I've read this study https://www.ncbi.nlm.nih.gov/pmc/articles/PMC2582119/

which says "In conclusion, the results of the current study suggests that monitoring of follicular rupture prior to IUI provides a pregnancy rate similar to natural fecundity. According to the results of this study it is suggested that IUI should be withheld until follicular rupture is detected."
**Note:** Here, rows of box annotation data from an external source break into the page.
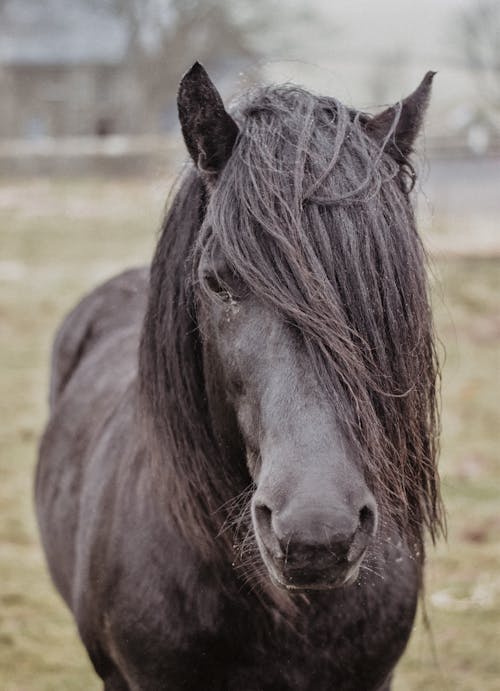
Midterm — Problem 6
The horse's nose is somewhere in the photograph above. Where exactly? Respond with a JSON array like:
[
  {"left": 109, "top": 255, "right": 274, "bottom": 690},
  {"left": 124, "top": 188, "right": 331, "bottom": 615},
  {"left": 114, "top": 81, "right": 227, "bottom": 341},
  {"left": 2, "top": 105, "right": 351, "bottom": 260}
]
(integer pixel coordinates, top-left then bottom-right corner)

That means you have to OVULATE BEFORE they give you the sperm in your uterus for IUI. Any earlier and it is wasted. It doesn't live for 2-5 days in the uterus only in the cervical mucous

But my IVF clinic gave me an IUI insemination 2 days before I ovulated! saying it was in the 3-day window

this is a rip off, there's no chance it can work, according to that study, also according to a number of US clinics who have posted on it.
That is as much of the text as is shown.